Selon vous, les pharmaciens sont-ils prêts pour cette nouvelle mission ?
Les pharmaciens sont prêts à s’engager. On l’a vu avec l’initiative du groupement Totum et son expérimentation positive menée fin 2019, qui a démontré d’une part la capacité des pharmaciens à améliorer sensiblement la pénétration de l’énoxaparine (Lovenox) et d’autre part la très grande satisfaction des patients. On le voit avec la charte d’engagement de bonnes pratiques de dispensation des médicaments biosimilaires de l’Observatoire national des biosimilaires, soutenue par la Société francophone des sciences pharmaceutiques officinales (SFSPO) et signée par de nombreux groupements qui représentent près de 18 000 pharmacies. Les pharmaciens sont prêts à s’engager sur une charte exigeante concernant l’accompagnement des patients.
Enfin, les syndicats de pharmaciens cherchent à obtenir et obtiennent, en toute légitimité, de nouvelles missions, que ce soit pour la vaccination au sens large, l’accompagnement dans les biosimilaires ou dans la chimiothérapie orale. Cela veut dire des entretiens de qualité dédiés au patient et donc un haut niveau de formation car ils concernent des pathologiques délicates et parfois complexes. Pour ce qui est des biosimilaires, on parle actuellement de deux molécules substituables mais même sans limitation, on compte aujourd’hui moins de 15 molécules biosimilarisées. Or il est assez simple pour le pharmacien et son équipe de se former sur une dizaine d’aires thérapeutiques différentes. Le marché est beaucoup moins éclaté que celui du générique.
Biogaran va-t-il accompagner les pharmaciens dans cette formation aux médicaments biologiques ?
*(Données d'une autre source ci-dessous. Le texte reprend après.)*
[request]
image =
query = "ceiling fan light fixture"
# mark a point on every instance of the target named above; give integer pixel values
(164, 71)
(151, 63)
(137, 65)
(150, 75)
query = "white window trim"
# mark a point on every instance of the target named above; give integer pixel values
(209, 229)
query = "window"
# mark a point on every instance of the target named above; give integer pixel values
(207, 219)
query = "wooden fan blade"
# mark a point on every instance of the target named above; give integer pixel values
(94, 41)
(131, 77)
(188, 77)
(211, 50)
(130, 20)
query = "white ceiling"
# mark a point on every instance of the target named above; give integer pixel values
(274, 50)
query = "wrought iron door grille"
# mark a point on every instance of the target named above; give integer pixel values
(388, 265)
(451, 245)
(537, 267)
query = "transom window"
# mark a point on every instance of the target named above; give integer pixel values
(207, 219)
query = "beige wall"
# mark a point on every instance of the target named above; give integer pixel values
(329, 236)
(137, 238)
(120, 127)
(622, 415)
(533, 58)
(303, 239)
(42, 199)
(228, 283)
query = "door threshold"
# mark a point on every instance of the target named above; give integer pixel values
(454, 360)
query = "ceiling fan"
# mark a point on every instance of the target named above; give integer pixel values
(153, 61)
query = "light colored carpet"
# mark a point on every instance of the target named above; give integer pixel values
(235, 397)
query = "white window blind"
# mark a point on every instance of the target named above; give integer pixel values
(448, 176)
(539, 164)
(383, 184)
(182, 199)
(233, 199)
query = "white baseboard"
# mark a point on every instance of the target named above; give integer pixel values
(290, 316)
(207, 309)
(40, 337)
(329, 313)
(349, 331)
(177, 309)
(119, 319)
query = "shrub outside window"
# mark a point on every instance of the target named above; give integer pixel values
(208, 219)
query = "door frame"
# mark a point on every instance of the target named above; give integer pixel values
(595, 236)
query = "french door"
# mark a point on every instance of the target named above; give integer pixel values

Nous serons des facilitateurs. Il faut un travail commun collectif avec toutes les parties prenantes pour s’assurer d’un contenu très qualitatif. Nous pourrons le mettre à disposition, par exemple à travers notre plateforme Vision Patient, et sensibiliser les pharmaciens par le biais de nos équipes.
Vous avez succédé à Pascal Brière à la tête de Biogaran en début d’année, avec pour objectif de développer le marché des biosimilaires en ville. Comment comptez-vous vous y prendre ?
Notre première action a été d’identifier les partenaires potentiels pour nous accompagner dans le déploiement des biosimilaires sur le marché français. Cela nous a permis de travailler avec les meilleurs partenaires pour avoir à notre disposition, grâce à des alliances stratégiques, quasiment l’ensemble des traitements disponibles. Biogaran était présent jusqu’alors sur le marché de ville avec Crusia (énoxaparine) et Cegfila (pegfilgrastim). Ce dernier devrait donc faire partie de la liste des biosimilaires substituables par le pharmacien. Pour les autres molécules, nous attendons de voir comment évoluent les conditions de déploiement des biosimilaires en France.